Abstract

This article traces the influences of American anthropology and racial discourse on Christian missions and indigenous converts in British Northern Nigeria from the 1920s. While colonial ethnological studies of religious and racial difference had represented non-Muslim Northern Nigerians as inherently different from the Muslim Hausa and Fulani peoples, the American missionary Albert Helser, a student of Franz Boas, applied American theories and practices of racial assimilation to Christian evangelism to renegotiate interreligious and interethnic relations in Northern Nigeria.

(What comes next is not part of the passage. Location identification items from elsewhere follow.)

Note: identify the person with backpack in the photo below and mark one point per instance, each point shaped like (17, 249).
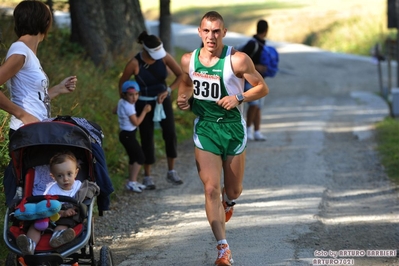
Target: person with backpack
(265, 61)
(150, 68)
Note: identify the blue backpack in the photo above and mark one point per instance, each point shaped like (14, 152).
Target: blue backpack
(269, 57)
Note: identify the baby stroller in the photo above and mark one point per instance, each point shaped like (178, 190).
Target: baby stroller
(31, 148)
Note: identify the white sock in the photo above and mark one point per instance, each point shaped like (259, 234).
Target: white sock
(222, 242)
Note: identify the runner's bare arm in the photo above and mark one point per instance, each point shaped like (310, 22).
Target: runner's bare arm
(244, 67)
(186, 85)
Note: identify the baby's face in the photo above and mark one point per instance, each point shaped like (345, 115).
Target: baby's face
(65, 174)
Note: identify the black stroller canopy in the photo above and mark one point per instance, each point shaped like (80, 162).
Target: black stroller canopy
(49, 133)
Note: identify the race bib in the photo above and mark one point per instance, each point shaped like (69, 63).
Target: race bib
(207, 87)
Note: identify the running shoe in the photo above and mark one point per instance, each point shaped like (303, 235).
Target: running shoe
(148, 183)
(135, 187)
(224, 256)
(26, 245)
(258, 136)
(228, 208)
(174, 178)
(62, 237)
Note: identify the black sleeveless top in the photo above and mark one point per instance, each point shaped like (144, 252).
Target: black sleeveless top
(151, 78)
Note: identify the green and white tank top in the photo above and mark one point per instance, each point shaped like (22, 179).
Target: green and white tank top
(213, 83)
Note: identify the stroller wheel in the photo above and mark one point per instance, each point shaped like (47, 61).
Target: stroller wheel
(105, 257)
(11, 260)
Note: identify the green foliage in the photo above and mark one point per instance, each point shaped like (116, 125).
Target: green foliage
(388, 139)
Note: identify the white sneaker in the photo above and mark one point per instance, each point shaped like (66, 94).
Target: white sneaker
(149, 183)
(259, 137)
(250, 133)
(133, 186)
(141, 186)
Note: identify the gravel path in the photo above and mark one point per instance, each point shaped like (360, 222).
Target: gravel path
(316, 185)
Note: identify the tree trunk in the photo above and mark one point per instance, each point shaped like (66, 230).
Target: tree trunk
(91, 30)
(165, 25)
(124, 24)
(106, 29)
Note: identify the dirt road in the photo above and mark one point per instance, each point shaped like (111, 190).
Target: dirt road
(315, 187)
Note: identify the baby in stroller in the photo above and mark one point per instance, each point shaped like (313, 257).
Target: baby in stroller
(33, 148)
(64, 169)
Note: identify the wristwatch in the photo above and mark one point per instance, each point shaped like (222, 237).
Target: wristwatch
(240, 98)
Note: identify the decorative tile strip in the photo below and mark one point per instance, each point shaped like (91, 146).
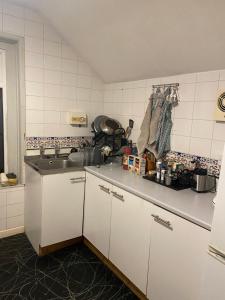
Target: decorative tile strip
(213, 165)
(33, 143)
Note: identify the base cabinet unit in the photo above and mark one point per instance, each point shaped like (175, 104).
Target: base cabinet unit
(177, 253)
(97, 213)
(130, 236)
(53, 207)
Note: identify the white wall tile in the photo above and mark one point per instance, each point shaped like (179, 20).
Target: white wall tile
(32, 15)
(52, 90)
(69, 66)
(69, 53)
(206, 91)
(83, 68)
(187, 92)
(34, 88)
(180, 143)
(202, 129)
(219, 131)
(204, 110)
(13, 25)
(34, 130)
(83, 94)
(184, 110)
(51, 76)
(34, 103)
(69, 92)
(51, 117)
(52, 62)
(182, 127)
(217, 149)
(34, 116)
(33, 59)
(13, 10)
(84, 81)
(34, 29)
(69, 79)
(34, 44)
(208, 76)
(52, 104)
(52, 48)
(34, 74)
(201, 147)
(51, 34)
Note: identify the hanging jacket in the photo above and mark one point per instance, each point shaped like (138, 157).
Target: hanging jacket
(156, 126)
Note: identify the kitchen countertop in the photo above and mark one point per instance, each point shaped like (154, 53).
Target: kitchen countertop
(31, 159)
(194, 207)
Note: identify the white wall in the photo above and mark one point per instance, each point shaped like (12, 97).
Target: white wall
(194, 130)
(57, 79)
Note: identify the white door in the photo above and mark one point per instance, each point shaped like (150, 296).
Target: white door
(97, 213)
(177, 255)
(130, 236)
(213, 286)
(62, 207)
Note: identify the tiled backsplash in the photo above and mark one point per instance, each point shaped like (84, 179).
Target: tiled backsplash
(194, 130)
(33, 143)
(213, 165)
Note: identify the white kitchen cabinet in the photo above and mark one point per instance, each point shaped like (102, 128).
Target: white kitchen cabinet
(53, 207)
(130, 236)
(97, 213)
(62, 207)
(177, 254)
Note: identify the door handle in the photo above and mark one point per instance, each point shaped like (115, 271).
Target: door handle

Helser successfully convinced the British colonial authorities to allow greater mobility and influence of “pagan” converts in Muslim areas, thus fostering more regular and more complicated Christian-Muslim interactions. For their part, Christian Northern Nigerians developed the identity of being modernizers, developed from their narratives of uplift from historical enslavement and oppression at the hands of Muslims. Using new sources, this article shows that a region long assumed to be frozen and reactionary experienced changes similar to those occurring in other parts of Africa. Building on recent studies of religion, empire, and the politics of knowledge, it shows that cultural studies did not remain academic or a matter of colonial knowledge. Northern Nigerians’ religious identity shaped their desire for cultural autonomy and their transformation from converts into missionaries themselves.